Someone is scanning port 123 through the UDP. But he does this through the global network directly to my local network. How is this possible? How to stop him?

*em0 is down*
defaultrouter = "10.0.0.1"
This is pfsense local ip.

He is going from another country:
80.241.0.72:123(Kazakhstan) -> pfsense(10.0.0.1) -> 10.0.0.70


----------



## gpw928 (Jan 27, 2020)

I'm not particularly familiar with pfSense, but UDP port 123 is for the NTP protocol as used by the NTP daemon.

I'm guessing that pfSense is blocking the establishment of connections to public NTP servers on the Internet like ntp.nic.kz.

`ntpq -pn` on host 10.0.0.70 will probably identify 80.241.0.72 as a remote NTP server.

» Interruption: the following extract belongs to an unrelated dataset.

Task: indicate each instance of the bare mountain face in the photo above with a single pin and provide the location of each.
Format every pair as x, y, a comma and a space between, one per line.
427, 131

The resolution would generally be either to configure host 10.0.0.70 to use the pfSense firewall itself as the (only) NTP server (and allow it access to the Internet time servers); or to configure the pfSense firewall to allow NTP "connections" intiated from inside your network.


----------



## LVLouisCyphre (Jan 27, 2020)

gpw928 addressed it, I'm going to elaborate further.

This is not scanning but routine NTP traffic.  80.241.0.72 is ntp.nic.kz; a public NTP server, probably in your region.





_*You can't effectively construct a firewall unless you know what you're blocking and why.*_ 
Know your commonly used TCP/UDP ports or services.

I'm from an much older school generation of *nix admins and users were you could `finger user@somedomain` someone across the world, now that's rarely happening.  We're talking about the SLIP and 10BASE5 days.  I have finger enabled on my systems for my clients that can access it through SSH or VPN to my internal network for support contact purposes.

I've built firewalls for decades, I have my pretty much canned policies, rules and traffic shaping from my tenure in the business to protect both *nix and Windows machines and adapt them accordingly when new threats occur.

If your log is being filled with traffic then you may be having an issue with routine traffic such as NTP.

NTP is a common protocol that's typically allowed through firewalls.  Internal machines regardless of OS if they use NTP will attempt to poll a regional NTP server if you have NTP enabled unless you configure it otherwise.

Either allow NTP only to your FreeBSD (based) box or cluster that's your firewall or allow it through to all hosts on your internal network.  If you block it to your intranet, configure your firewall to be your intranet NTP server.  There are NTP DDoS attacks.

What you do is pick an NTP server or a pool and use it and construct an ACL for your specific NTP servers for your network; see ntp.org for more information.


----------



## akshin (Jan 27, 2020)

Thank you all.


----------